So let's try and get ahead of this time-lag problem now and bring people up to speed on just how good Barcelona as a whole are.

First of all, is there anybody out there who disagrees with the Spanish consensus that they are the best team in the world? That they play the game in manner more pleasing to the eye, more effectively than any other?

The fact that they won every single competition they went in for last season, collecting not a mere treble but a sextet of trophies, ought to seal the argument for all but the most jingoistic of fans. The debate simply does not merit attention. That is why the question being asked by every serious commentator in Spain now is more along the lines of the one everybody is now asking of Messi: is this Barca the best team ever?

There, at least, we have a conversation. As of now, though, there is no team in sight that plays association football the way this lot do. Messi may not be entirely of this earth, but the deeper reason they are so good is that they have raised the concept of the team game to a new level.

That Maradona's Argentina have reduced the concept to a new low is a large reason why Messi is not as effective in his national blue and white shirt as he is in Barca claret and blue. No one retains ownership of the ball over 90 minutes longer than Barcelona (they are miles ahead of the rest of this season's Champions League teams in percentage terms). Arsenal are the possession kings of England but the only time they got a look in over the two Champions League quarter-finals was when the Catalans felt they could risk taking their foot off the gas.

Manchester United who, in the conventional thinking, are a more robust, less effective team than Wenger's, were just as straw-clutchingly inept against Barcelona in the Champions League final last May.

What's the secret? Two basic footballing ideas, so hard to sustain game after game, that their coach Pep Guardiola drums into them with the repetitive doggedness of a grizzled Guantanamo brainwasher.

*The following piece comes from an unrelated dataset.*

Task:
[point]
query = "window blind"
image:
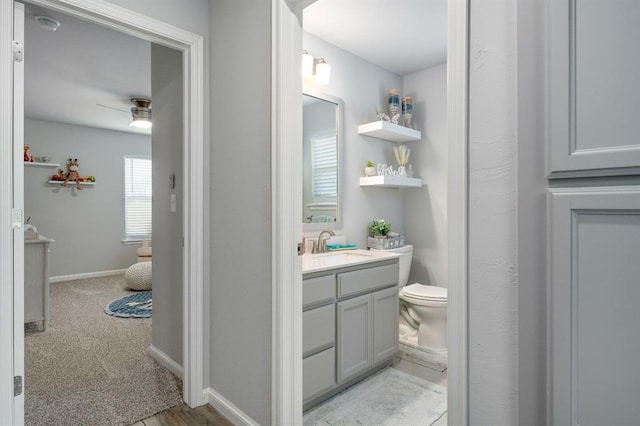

One is that at least one player must always, always make himself available to receive a pass in space; two, that the instant the ball is lost (to say that Barca are weak in defence is nonsense), players must hunt in hungry packs to get it back.

The underlying philosophy that has defined Barcelona since the time that Johan Cruyff, Guardiola's mentor, was in charge is that the ball is an object of desire, that it must be pursued and preserved with the ardour of a jealous lover.

Hoofing the ball up field, indulging in speculative wastefulness of any kind, is, in Guardiola's book, the ultimate sin. And, indeed, the ultimate sin within the Barcelona youth system in which he himself, as a player, was raised, and Messi, Xavi, Andres Iniesta and Cesc Fabregas were too.

The same ethic conspicuously fails to apply in Italian football, neither is it particularly prominently positioned in the mind of Jose Mourinho, the coach of Internazionale, who Barcelona now meet in the Champions League semi-final. The general view in England is that Messi and co will have their work cut out there; that a team that made short shrift of Chelsea in the last-16 stage of the competition will pose a far mightier test than callow Arsenal did.

Perhaps. But that is assuming that Inter are now a significantly better team than they were in the autumn when Barcelona beat them, in the Champions League group stages, with commanding ease. They drew 0-0 at San Siro, with Barcelona making by far the most chances; and then Barcelona won 2-0 at home in what turned out to be an unmenacing stroll in the park. The measure of Mourinho's challenge later this month is that, for the second game, Messi stayed on the bench.